Parking lot near KU student rec center suggested as site of new transit hub

Lot 90, the parking lot in front of Kansas University's Ambler Student Recreation Fitness Center, is highlighted on this map of the southern portion of KU's campus along Naismith Drive.

Lawrence and Kansas University transit leaders are considering a parking lot in front of KU’s Ambler Student Recreation Fitness Center as the site for a new central transfer hub.

The idea was brought up in a memo to Lawrence city commissioners, who will officially receive the information at their Tuesday meeting.

Robert Nugent, the city’s transit administrator, said he wrote the memo because on Tuesday, KU officials will present the commission with an update on the university’s Central District — an area no longer being considered as an option for the transit hub.

“It’s a good time to tell people, tell commissioners, that we’re not looking at the Central District anymore,” Nugent said. “We’re looking somewhere else. There’s no confirmation of whether we’ll build there, but we’re continuing to look for places in that general area.”

Commissioners will not be asked to take action regarding the location. Nugent said KU and city officials would next take a closer look at the property.

Danny Kaiser, assistant director of KU’s parking and transit department, said it’s still “months or a year off” before anything is definite.

“It’s just in the earliest stages, but we want to get everyone on board with the idea,” Kaiser said.

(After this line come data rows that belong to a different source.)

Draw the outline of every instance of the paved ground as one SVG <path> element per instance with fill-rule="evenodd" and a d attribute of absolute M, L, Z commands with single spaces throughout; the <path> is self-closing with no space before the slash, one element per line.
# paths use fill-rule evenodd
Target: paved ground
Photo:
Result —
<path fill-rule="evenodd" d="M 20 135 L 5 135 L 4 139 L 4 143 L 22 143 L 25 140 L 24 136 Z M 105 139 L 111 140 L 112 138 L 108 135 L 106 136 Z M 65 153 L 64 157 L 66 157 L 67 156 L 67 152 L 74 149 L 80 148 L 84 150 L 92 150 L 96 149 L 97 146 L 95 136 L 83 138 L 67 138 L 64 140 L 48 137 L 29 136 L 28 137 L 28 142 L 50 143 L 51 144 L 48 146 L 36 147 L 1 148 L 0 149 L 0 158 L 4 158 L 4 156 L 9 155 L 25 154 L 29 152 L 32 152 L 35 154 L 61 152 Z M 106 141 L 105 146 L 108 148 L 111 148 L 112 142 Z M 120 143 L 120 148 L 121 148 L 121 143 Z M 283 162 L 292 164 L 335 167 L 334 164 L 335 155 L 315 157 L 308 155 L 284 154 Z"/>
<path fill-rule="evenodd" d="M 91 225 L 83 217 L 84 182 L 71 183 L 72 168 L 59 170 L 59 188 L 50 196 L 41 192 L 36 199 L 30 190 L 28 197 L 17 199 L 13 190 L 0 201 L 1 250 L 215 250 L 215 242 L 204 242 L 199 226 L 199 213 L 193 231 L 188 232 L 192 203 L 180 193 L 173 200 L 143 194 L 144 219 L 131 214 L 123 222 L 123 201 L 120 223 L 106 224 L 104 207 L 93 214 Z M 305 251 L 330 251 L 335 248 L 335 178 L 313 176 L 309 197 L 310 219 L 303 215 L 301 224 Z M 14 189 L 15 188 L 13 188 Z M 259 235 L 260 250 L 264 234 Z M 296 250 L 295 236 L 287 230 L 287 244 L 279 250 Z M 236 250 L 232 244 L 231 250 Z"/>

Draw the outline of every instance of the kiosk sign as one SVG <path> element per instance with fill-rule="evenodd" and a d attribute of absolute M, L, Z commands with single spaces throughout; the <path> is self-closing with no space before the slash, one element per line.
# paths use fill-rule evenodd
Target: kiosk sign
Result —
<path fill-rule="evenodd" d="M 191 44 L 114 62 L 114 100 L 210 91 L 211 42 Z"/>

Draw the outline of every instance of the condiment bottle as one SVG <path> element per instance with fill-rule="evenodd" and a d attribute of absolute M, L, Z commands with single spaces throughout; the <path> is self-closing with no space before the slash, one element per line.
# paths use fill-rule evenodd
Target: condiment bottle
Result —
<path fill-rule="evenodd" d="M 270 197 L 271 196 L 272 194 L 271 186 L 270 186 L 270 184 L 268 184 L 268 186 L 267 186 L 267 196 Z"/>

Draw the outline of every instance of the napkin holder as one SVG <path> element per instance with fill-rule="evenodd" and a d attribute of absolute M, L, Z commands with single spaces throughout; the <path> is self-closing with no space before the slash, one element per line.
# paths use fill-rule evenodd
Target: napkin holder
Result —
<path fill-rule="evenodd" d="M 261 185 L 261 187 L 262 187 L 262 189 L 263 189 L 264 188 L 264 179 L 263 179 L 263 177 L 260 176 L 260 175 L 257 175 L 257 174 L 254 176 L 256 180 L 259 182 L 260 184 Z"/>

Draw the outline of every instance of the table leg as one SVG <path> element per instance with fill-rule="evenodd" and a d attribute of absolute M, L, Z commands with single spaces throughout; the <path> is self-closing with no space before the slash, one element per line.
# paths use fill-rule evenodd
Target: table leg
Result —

Transit leaders are proposing the facility be a parking deck with the first floor serving as a transit center.

The facility would take up about 2 acres, equating to between one-fourth and one-third of the parking lot, Lot 90.

It’s proposed that the center be located in the northeastern section of the lot — near the intersection of Watkins Center Drive and Schwegler Drive — so it’s “closer to the core of activity,” Kaiser said.

https://www.google.com/maps/place/Lot+90/@38.9531699,-95.2524935,636m/data=!3m1!1e3!4m2!3m1!1s0x87bf68cad934c21b:0x74eff593a2b990d1

KU has already identified the location as needing more parking.

Kaiser said the university’s master plan calls for the installation of a parking deck at that spot.

“It’s really a win-win,” he said. “One of the most efficient ways of building a transit center is doing it as part of a parking garage development. And Lot 90 has been a long-time future site of a parking garage.”

Lawrence Transit System has been searching for a location for its central hub for more than two years.

According to Nugent’s memo, commissioners directed transit leaders to look to the Central District after they rejected a proposal in July to locate the hub at 21st Street and Stewart Avenue.

Nugent said there were traffic concerns with putting the center in that area.

KU’s Central District is the part of campus within 19th Street to the south, Iowa Street to the west and 15th Street to the north.

Kaiser said Lot 90, located just east of Naismith Drive, is not quite in its bounds.

KU’s plan for the Central District includes the addition of new student housing, retail, science buildings, a multi-modal path and the redevelopment of Burge Union.

Nugent said traffic at the intersections of Irving Hill Road and Naismith Drive, 18th Street and Irving Hill Road, and Sunnyside Avenue and Naismith Drive causes “all kinds of problems.”

The memo states the issues would make it “difficult, if not impossible” to locate a facility there.

Part of the idea for a hub in Lot 90 is rebuilding 18th Street, as well as one block of either Arkansas or Missouri streets, one of which would act as another access point.

Naismith Drive, south of Sunnyside Avenue, “is a little wider and designed for a little more traffic flow than some of the streets in the Central District are going to be,” Kaiser said.

Because it’s early in the process, an estimated timeline and budget for the project is not yet known, Nugent said.

According to the memo, if given the go-ahead, KU and city transit staff would look into applying for a Federal Transit Administration grant for the project in early 2016.

Through that grant, the federal government pays 80 percent of costs for the facility and roadwork, and the local government would be required to pay the remainder.

But, Nugent said, this is only what they’re suggesting for now.

“We at least wanted to say we’re not looking there (the Central District) right now,” Nugent said. “We’re looking somewhere else. We could look there again, though. We don’t know where this trek is going to bring us.”